'Suicide Squad' Review
Posted under: Reviews
Suicide Squad
With powerful figures like Superman now existing in the world, and plenty of other metahumans creeping into the daylight and potentially posing a threat, Amanda Waller (Viola Davis) goes about enlisting a group of the toughest, baddest and just craziest criminals around to protect them, forming Task Force X - a team of bad guys that are forced to use their abilities for good; either that or be killed. Making up this elite team are the likes of the Belle Reve prisoners Deadshot (Will Smith), Killer Croc (Adewale), El Diablo (Jay Hernandez), Captain Boomerang (Jai Courtney), Harley Quinn (Margot Robbie) and the witch entity Enchantress (Cara Delevingne). However, when The Enchantress begins to take over her human counterpart, Dr. June Moone, and plotting something that courts human extinction, the misfit Task Force X must put aside all their differences and troubles and bad habits to come together as a squad to save the Earth from its destruction.

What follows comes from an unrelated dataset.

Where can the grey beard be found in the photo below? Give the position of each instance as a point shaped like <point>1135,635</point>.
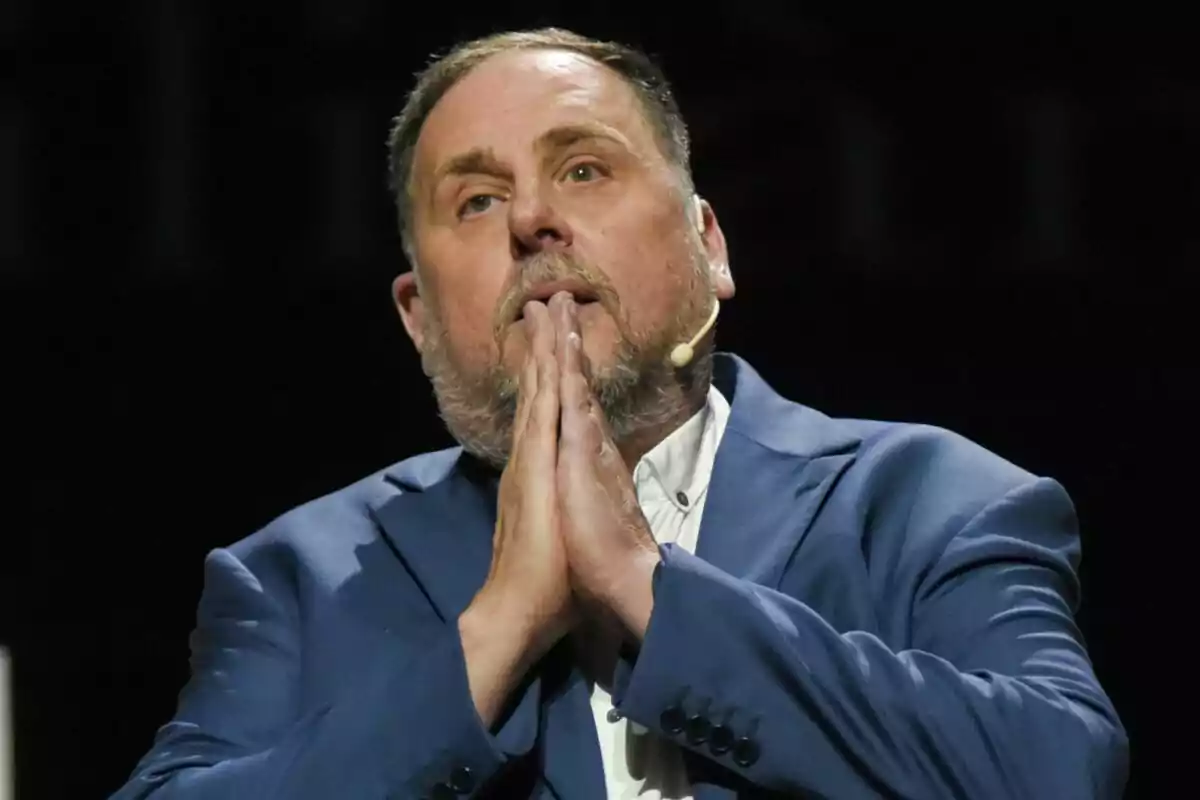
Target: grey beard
<point>640,391</point>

Viola Davis and Joel Kinnaman also shine, as the more morally straight and grounded characters Amanda Waller and Rick Flagg respectively, the pair taking charge of Task Force X - although even their morals can be questioned at times; Ayer's message of the line between good and bad is a blurred one but everyone can find redemption is quite the poignant one. Karen Fukuhara and Adewale Akinnuoye-Agbaje are both good too, despite having the least screen time, and being very underused. If this is "bad versus evil", then sweetheart Cara Delevingne's turn at the evil, possessed antagonist Enchantress should have us quivering with fear. Yet, it doesn't. Delevingne is an incredible talent and she gives a strong performance here, but she also feels very underutilised and her character is nothing more than a bland, generic comic-book villain. Her motives are unclear and she doesn't stand out as a formidable antagonist, due to how lacklustre her character arc was because of how poorly she was written - by far the weakest of the lot. As for Jared Leto's The Joker, he was a wildcard and his role was fairly detached from the main team and premise. Leto's turn as the Clown Prince of Crime is certainly very different from anything we've seen before, with this version feeling like a more modern, truly off the chain interpretation. Sometimes it works, sometimes it doesn't. He never quite reaches the wit of Nicholson, nor the craziness of Ledger, but instead settles for in between. Leto can go a bit too overboard at times - even for such a character - and some of his dialogue delivery doesn't work. Although, at other points, he is truly chilling. His scenes with Robbie are the film's best but his screen time is limited and it would have been nice to see a bit more of him. Oh, but his Joker laugh is just hauntingly good.